According to the Funds' prospectus, BGFA expects that over time, the correlation between each Fund's performance and that of its underlying index, before fees and expenses, will be 95% or better. A figure of 100% would indicate perfect correlation. Any correlation of less than 100% is called “tracking error.” A Fund using a representative sampling strategy (which all of the Funds utilize) can be expected to have a greater tracking error than a Fund using a replication strategy. Replication is a strategy in which a Fund invests in substantially all of the securities in its underlying index in approximately the same proportions as in the underlying index.
The Funds have chosen to pursue a representative sampling strategy which, by its very nature, entails some risk of tracking error. (It should also be noted that Fund expenses, the timing of cash flows, and other factors all contribute to tracking error.) The Web site for the Funds, http://www.iShares.com, contains detailed information on the performance and the tracking error for each Fund.
Industry Concentration Policy
As disclosed in the applicable Fund prospectus, each of the iShares MSCI Singapore Index and iShares MSCI South Korea Index Funds has the Start Printed Page 70012following concentration policy: with respect to the two most heavily weighted industries or groups of industries in its underlying index, the Fund will invest in securities (consistent with its investment objective and other investment policies) so that the weighting of each such industry or group of industries in the Fund does not diverge by more than 10% from the respective weighting of such industry or group of industries in its underlying index. An exception to this policy is that if investment in the stock of a single issuer would account for more than 25% of the Fund, the Fund will invest less than 25% of its net assets in such stock and will reallocate the excess to stock(s) in the same industry or group of industries, and/or to stock(s) in another industry or group of industries, in its underlying index. Each Fund will evaluate these industry weightings at least weekly, and at the time of evaluation will adjust its portfolio composition to the extent necessary to maintain compliance with the above policy.

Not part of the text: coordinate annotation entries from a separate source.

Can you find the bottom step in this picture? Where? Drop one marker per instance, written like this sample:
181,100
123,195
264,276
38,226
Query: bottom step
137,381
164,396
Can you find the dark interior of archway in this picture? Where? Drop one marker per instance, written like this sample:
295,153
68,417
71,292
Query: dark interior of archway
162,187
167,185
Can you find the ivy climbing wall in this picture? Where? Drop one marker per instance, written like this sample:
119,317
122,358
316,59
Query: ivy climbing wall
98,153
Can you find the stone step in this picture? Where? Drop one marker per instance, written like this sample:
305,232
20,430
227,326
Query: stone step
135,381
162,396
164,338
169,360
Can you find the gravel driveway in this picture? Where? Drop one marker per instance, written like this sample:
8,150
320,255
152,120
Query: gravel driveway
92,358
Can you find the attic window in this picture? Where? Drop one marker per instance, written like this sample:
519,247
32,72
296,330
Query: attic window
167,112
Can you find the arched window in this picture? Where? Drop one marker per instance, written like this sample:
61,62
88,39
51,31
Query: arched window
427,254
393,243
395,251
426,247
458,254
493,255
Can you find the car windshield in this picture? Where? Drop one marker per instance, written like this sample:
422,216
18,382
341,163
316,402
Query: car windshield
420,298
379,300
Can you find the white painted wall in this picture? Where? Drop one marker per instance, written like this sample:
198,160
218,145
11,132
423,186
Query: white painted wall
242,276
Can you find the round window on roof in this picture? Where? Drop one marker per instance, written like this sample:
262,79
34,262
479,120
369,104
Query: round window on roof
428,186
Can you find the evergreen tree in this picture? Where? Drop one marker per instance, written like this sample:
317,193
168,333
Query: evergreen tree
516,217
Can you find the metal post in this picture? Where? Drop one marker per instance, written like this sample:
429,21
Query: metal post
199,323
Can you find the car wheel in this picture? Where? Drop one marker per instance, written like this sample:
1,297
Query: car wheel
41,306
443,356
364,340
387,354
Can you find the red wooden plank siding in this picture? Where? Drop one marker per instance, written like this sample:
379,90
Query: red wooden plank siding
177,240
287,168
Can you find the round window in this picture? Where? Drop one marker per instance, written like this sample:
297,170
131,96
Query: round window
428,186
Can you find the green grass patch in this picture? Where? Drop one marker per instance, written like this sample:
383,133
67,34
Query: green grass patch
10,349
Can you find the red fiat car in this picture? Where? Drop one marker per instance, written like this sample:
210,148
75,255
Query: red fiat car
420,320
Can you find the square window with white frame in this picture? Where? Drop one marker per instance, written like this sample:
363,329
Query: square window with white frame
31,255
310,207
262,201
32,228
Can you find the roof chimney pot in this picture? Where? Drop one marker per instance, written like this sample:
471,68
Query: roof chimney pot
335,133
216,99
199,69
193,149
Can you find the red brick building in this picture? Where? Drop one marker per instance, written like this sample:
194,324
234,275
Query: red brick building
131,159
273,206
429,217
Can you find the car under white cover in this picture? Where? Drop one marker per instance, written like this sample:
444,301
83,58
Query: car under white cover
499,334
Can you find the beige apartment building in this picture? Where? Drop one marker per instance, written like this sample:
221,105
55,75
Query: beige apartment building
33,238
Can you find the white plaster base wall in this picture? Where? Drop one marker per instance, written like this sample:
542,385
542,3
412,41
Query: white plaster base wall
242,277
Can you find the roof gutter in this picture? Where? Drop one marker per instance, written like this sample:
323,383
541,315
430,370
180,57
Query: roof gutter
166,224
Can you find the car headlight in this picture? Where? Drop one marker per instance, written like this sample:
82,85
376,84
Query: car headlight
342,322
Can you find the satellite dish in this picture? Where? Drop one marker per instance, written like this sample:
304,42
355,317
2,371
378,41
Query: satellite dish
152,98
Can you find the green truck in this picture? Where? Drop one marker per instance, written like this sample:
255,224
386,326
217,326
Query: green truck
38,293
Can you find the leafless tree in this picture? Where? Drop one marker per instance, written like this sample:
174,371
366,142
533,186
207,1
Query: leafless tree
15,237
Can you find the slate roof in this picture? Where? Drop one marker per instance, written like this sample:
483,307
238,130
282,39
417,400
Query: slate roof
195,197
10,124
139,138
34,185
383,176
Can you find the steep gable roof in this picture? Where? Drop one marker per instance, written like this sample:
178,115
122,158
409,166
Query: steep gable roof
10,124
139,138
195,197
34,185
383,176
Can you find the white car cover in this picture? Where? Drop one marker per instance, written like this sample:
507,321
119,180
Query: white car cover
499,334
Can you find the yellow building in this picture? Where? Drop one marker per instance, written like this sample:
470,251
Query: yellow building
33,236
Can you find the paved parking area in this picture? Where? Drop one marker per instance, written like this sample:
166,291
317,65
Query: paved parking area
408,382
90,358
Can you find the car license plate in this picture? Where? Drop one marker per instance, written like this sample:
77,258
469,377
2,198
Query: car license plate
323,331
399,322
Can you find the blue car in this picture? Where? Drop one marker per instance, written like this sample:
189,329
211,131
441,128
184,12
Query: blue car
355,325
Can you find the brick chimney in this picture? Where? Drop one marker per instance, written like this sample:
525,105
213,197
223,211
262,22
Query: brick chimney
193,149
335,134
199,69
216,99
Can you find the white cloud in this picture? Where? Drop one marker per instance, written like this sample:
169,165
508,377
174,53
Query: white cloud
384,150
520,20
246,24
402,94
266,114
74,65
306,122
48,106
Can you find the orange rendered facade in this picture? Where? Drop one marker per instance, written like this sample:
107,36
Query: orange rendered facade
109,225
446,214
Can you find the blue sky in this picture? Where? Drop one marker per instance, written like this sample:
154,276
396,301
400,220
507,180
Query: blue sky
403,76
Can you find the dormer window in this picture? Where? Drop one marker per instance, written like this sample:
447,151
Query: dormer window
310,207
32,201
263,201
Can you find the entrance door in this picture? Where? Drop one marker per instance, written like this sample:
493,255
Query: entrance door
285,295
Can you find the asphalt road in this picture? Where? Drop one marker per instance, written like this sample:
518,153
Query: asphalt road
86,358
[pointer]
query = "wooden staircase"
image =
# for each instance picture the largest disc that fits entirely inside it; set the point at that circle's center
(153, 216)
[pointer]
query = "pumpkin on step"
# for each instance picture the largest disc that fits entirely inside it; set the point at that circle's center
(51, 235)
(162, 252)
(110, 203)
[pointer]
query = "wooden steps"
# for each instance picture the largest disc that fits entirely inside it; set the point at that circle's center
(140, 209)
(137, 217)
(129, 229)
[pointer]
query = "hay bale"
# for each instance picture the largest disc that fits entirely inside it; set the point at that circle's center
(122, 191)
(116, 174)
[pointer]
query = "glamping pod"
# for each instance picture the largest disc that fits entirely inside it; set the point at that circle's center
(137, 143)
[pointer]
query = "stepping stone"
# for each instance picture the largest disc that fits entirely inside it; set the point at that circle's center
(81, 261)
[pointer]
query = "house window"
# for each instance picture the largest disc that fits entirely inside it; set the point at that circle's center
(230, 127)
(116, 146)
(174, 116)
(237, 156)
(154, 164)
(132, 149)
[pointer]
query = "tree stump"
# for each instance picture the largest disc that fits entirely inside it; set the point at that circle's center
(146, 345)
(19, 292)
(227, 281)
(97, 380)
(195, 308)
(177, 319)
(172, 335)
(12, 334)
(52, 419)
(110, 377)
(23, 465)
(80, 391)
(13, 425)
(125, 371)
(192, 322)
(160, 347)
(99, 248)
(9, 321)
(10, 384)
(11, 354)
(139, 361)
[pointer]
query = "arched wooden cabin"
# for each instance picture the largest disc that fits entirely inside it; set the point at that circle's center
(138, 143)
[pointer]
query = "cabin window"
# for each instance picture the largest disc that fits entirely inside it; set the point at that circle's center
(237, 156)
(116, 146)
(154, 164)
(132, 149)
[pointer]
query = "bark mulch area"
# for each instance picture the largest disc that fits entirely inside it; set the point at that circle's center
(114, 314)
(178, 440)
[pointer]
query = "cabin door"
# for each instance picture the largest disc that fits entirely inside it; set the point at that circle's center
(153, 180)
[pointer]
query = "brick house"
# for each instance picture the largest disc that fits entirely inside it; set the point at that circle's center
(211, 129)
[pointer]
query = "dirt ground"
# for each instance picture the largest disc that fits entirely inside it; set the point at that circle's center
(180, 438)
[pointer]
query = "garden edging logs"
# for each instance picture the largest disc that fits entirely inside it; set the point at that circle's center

Each of the iShares MSCI Brazil Index, iShares MSCI Hong Kong Index, iShares MSCI Malaysia Index, iShares MSCI Japan Index, iShares MSCI Taiwan Index and iShares MSCI United Kingdom Index Funds will not concentrate its investments (i.e., hold 25% or more of its total assets in the stocks of a particular industry or group of industries), except that, to the extent practicable, the Fund will concentrate to approximately the same extent that its underlying index concentrates in the stocks of such particular industry or group of industries.
The iShares S&P Europe 350 Index Fund will not concentrate its investments (i.e., hold 25% or more of its total assets) in a particular industry or group of industries, except that a Fund will concentrate its investments to approximately the same extent that its underlying index is so concentrated. For purposes of this limitation, securities of the U.S. Government (including its agencies and instrumentalities), repurchase agreements collateralized by U.S. Government securities, and securities of state or municipal governments and their political subdivisions are not considered to be issued by members of any industry.
BGI has represented that each of the following Funds will invest at all times at least ninety percent (90%) of its total assets in component securities that are represented in the underlying index for such Fund and in ADRs representing the component securities in the underlying index for such Fund: iShares S&P Europe 350 Index Fund; iShares MSCI United Kingdom Index Fund; iShares MSCI Hong Kong Index Fund; iShares MSCI Singapore Index Fund; iShares MSCI Japan Index Fund; and iShares MSCI Malaysia Index Fund. Each of these Funds will invest not more than ten percent (10%) of fund assets in ADRs and other securities  that are not included in the component securities of their underlying index or representing the component securities of their underlying index..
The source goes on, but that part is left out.